Adalah sifat yang sangat-sangat begitu pengecut. tetapi kita tidak seperti itu kita manusia nusantara adalah menghadapi ketidaknyamanan atau ketidak tenangan tampa menga’singkan diri. Perbedaan yang mencolok dalam kebiasaan setiap orang dan pandangan-pandangan orang atas sebuah kerelatifan pendapat dalam menilai begitu banyak produk budaya manusia nusantara, menjawab betapa kayanya kita atas bermacam-macamnya subyektivitas diri betapa kayanya kita dengan apa yang kita hasilkan sendiri dalam produk budaya masa lalu, masa kini, dan bangsa kita telah berani mendahului kehendaknya dengan meramalkan sebuah masa depan. Jadi jika di pikir kembali tiga elemen pikir ada tiga yaitu masa lalu, masa sekarang, dan masa depan.

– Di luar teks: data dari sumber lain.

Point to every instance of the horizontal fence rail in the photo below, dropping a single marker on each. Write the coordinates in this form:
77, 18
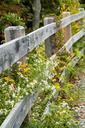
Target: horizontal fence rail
14, 50
68, 45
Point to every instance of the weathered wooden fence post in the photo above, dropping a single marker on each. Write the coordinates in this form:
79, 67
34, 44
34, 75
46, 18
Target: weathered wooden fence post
14, 32
50, 46
82, 22
67, 30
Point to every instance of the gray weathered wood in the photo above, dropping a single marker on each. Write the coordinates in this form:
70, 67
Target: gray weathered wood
68, 45
19, 112
13, 32
49, 42
14, 50
67, 30
68, 20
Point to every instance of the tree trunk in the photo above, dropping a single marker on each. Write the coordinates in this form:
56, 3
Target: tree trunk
37, 10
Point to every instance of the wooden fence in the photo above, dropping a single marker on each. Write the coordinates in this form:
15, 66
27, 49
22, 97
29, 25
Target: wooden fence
14, 50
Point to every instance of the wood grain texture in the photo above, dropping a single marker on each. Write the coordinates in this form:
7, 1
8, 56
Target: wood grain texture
19, 112
14, 50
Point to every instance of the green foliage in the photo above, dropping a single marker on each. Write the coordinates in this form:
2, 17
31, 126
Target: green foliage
10, 19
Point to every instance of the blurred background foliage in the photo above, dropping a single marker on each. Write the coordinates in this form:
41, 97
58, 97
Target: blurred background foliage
21, 12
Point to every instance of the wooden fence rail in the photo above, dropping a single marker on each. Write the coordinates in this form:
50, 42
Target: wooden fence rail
14, 50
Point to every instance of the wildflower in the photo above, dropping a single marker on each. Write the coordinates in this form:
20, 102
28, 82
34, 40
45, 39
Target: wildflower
8, 79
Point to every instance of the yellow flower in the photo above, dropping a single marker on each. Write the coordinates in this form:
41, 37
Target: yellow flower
58, 86
9, 79
24, 68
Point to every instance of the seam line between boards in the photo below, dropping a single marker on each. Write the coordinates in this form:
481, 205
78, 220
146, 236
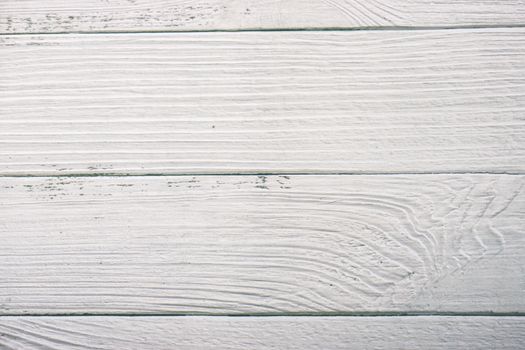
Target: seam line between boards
291, 29
261, 174
284, 314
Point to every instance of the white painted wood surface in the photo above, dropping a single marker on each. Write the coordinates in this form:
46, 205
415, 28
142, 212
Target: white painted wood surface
258, 333
249, 244
138, 15
292, 102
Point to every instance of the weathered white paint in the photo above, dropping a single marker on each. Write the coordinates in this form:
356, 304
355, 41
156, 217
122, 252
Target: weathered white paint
294, 102
258, 333
138, 15
229, 244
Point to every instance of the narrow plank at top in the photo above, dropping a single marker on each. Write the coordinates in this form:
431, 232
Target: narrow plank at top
272, 102
182, 15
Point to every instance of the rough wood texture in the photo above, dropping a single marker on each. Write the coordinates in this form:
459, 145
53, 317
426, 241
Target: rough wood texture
138, 15
262, 244
256, 333
293, 102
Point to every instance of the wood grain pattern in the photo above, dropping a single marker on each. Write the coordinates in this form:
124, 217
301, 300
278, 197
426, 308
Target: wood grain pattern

Dan kita telah memiliki tiga elemen itu dalam menjadi manusia yang kaya akan subyektivitas ini. Kebebasan dalam berbicara di sebelum kebebasan ber bicara di buka waktu kelengserang tulang punggung keluarga cendana itu tidaklah berpengaruh besar sebenarnya, karena sebelum itu pun manusia nusantara sudah yang namanya mempunyai kebiasaan-kebiasaan yang disebut dengan “Ngrasani” atau kalau dalam bahasa indonesia yang baik dan yang mungkin benar artinya membicarakan buruknya seseorang dan baiknya seseorang. Walaupun setiap negara setiap bangsa dahulu memakai sistem kekaisaran dan kerajaan murni sebagai awal peradaban dan demokrasi tak pernah menjadi sebuah sistem di awal terciptanya peradaban.
“Ngrasani” selalu dilakukan secara tersembunyi yang dengan kata lain dilakukan dengan diam-diam. Dan itu adalah ketabuhan untuk di ketahui dikarenakan kalau di ketahui banyak orang akan ada yang merasa di rugikan dan akan ada yang merasa lebih di untungkan dengan kata lain pasti ke GR’an. Lantas ada hal lain yang tersirat dalam budaya “ Ngrasani” ini. Yaitu seperti ini. Orang “Ngrasani” berartikan berbicara secara sembunyi-sembunyi dengan orang lain dan yang dibicarakan itu bebas baik atau buruk lantas sedangkan dalam tataran demokrasi orang bebas menyuarakan aspirasi nya maka dari itu perbedaan antara budaya “Ngrasani” yang di nilai orang tidak baik dan itu dari dulu dilakukan dan sampai sekarang pun mulai dilakukan tetapi dilakukanya budaya ini dengan jenis yang berbeda yaitu demokrasi dimana setiap orang bebas bersuara dan berbicara dalam konteks pendapat, keinginan, keluhan, kritikan dan lainya.
Berarti “Ngrasani” ini sudah di validasi dan diakui atau sudah dianggap baik sehingga ada dalam konstitusi namun “Ngrasani” ini adalah sintesis dari demokrasi dan sifat manusia yang ingin semaunya sendiri lalu hasilnya sebaik-baiknya demokrasi adalah peranakan udaya yang tidak baik jika di kaji secara budaya mendasar dan luas sehingga demokrasi sekarang itu malah tidak baik karena dilahirkan dari buya yang tidak diridhoi allah dan itu akan menghasilkan efek yang buruk seperti demokrasi sekarang ini ya dikarenakan awalnya dari “Ngrasani” menjadi demokrasi dan hasilnya media semakin menghujani kita dengan ketidak tenangan yang berakhir semakin kerdil dan takutnya akan kehancuran nusantara yang di pimpin oleh doraemon ini.